Patryk: At WaveJobs we have noticed that many companies struggle to find proper candidates in the field
of photonics, while there is definitely visible market demand. So, what are the main obstacles you and your
peers experience when hunting for potential employees for your projects? Has it changed with respect to the pre-COVID era?

Peter: Our graduates have always been successful in finding jobs on the local and global market. We give them high
quality education thanks to the very well developed facilities such as the clean room or test and measurement labs. Finding the right candidates for a Ph.D. is a challenge. In the past the Ph.D. candidates would be mostly our graduate students, whom we would know very well by the time they apply for the Ph.D. position. Nowadays, the majority of the applicants come from abroad and often the submitted CVs do not give a full picture of the candidates. Thus, we enroll the Ph.D. researcher for one year and then evaluate and decide whether to continue the project or not. Post-doc applicants are easier to evaluate thanks to our personal networks. What I miss is an intelligent “one-stop shop,” where everyone would go and run the essential part of the recruitment process, i.e., post job advertisements, browse through CVs, especially including the part concerning photonics-related skills and perhaps negotiate.

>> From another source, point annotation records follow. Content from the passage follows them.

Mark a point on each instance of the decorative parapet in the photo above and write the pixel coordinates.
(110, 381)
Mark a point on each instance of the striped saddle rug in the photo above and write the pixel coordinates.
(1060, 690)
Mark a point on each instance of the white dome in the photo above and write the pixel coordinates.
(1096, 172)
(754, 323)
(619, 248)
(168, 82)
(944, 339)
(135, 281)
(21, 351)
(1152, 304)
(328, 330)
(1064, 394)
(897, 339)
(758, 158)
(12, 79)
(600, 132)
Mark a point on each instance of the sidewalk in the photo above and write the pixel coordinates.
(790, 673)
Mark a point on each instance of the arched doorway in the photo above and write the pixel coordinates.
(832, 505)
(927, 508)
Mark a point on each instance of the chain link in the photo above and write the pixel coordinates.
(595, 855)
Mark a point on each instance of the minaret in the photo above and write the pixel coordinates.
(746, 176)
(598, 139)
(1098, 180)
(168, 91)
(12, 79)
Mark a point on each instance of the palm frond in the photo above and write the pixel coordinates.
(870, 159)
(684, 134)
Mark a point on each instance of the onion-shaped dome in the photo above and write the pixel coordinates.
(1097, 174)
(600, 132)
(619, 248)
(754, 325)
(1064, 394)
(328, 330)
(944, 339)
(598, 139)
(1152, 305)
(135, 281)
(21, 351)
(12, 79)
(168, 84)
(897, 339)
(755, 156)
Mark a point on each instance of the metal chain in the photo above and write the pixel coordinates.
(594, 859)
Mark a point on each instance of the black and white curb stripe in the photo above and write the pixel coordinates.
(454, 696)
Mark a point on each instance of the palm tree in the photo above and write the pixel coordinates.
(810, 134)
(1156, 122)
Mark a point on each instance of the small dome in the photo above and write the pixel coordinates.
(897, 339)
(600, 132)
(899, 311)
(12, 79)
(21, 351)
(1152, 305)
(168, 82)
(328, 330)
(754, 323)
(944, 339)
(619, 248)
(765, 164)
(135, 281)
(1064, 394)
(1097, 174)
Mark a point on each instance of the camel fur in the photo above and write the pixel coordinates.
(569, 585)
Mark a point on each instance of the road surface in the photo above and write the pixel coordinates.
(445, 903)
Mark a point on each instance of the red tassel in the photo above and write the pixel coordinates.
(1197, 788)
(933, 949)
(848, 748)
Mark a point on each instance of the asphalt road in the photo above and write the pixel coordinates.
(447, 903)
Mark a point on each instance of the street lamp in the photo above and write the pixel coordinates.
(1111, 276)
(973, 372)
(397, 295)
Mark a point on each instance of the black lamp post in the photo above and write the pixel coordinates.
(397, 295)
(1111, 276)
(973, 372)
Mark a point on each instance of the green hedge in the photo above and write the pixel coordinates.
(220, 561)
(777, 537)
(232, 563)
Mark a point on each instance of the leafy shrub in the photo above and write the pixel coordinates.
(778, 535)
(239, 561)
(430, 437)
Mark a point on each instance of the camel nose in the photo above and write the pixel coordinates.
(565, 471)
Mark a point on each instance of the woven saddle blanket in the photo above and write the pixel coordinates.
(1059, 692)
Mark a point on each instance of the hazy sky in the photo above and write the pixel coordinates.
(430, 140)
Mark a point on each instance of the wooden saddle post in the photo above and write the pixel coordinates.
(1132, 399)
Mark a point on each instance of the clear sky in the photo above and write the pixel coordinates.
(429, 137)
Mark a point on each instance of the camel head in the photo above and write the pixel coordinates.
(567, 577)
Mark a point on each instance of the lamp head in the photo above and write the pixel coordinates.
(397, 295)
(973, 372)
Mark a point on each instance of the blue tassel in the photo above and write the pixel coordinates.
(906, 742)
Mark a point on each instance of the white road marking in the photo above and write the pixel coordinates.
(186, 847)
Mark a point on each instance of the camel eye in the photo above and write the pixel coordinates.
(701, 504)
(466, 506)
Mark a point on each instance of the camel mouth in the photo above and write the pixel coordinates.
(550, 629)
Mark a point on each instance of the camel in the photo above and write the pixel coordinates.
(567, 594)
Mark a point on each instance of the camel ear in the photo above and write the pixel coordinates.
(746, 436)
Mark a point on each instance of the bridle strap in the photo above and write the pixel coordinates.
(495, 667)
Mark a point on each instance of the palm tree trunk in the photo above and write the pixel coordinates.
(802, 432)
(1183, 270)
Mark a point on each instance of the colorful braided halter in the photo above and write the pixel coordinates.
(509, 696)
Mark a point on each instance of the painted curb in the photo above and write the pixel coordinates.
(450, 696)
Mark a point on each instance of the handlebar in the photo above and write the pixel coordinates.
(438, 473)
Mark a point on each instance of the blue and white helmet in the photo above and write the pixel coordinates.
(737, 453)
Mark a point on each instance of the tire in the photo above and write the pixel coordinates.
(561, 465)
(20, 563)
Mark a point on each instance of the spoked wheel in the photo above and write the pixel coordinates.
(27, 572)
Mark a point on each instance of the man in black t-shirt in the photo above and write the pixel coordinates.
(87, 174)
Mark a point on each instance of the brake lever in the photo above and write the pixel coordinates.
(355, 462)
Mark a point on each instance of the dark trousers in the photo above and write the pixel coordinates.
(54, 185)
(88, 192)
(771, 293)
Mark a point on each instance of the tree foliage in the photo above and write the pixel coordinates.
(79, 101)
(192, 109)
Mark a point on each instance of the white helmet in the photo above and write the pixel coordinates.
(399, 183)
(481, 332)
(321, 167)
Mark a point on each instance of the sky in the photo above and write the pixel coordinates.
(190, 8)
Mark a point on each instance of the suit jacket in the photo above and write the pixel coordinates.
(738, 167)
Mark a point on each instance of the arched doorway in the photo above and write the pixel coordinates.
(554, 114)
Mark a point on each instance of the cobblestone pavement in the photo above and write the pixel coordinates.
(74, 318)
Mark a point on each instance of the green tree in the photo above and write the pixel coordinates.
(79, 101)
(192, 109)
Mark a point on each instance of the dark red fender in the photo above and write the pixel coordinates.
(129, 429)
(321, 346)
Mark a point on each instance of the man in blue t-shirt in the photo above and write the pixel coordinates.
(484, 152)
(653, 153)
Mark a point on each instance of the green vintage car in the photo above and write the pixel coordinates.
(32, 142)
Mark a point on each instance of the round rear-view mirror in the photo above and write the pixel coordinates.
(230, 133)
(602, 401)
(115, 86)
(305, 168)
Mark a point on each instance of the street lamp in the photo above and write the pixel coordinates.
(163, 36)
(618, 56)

As for COVID, we do not see any major impact either on our daily work or recruitment process. Of course, COVID has
slowed down many academic processes, but we try to pick the best from the pandemic situation. We will probably work in hybrid mode even in the past-COVID era, and the same will happen with teaching activities. However, we should not forget the potential effects of long-term social isolation on our mental condition. We need to be aware of this.

Patryk: You are a very experienced and highly-cited scientist with an impressive portfolio of important contributions to the photonics development. Is there any piece of advice you would give to those looking for first jobs in Photonics or Photonics-related fields?

Peter: I see many students being too modest about their competence, but I would advise them not to look for a high
salary in the first place. Look at who you will be working with. Establish yourself in a leading team. Go out of your comfort
zone and make the extra effort to work on relevant and difficult problems. Do work on challenging topics that will pay off for the community and yourself in the end. Do not go for incremental improvements, go for the grand challenges!

Patryk: Peter, thank you very much for the interview. The advice you gave, supported with your own career history is very motivating for the young entrants to the photonics field, but I am sure it is equally valuable to those experienced in the field as well.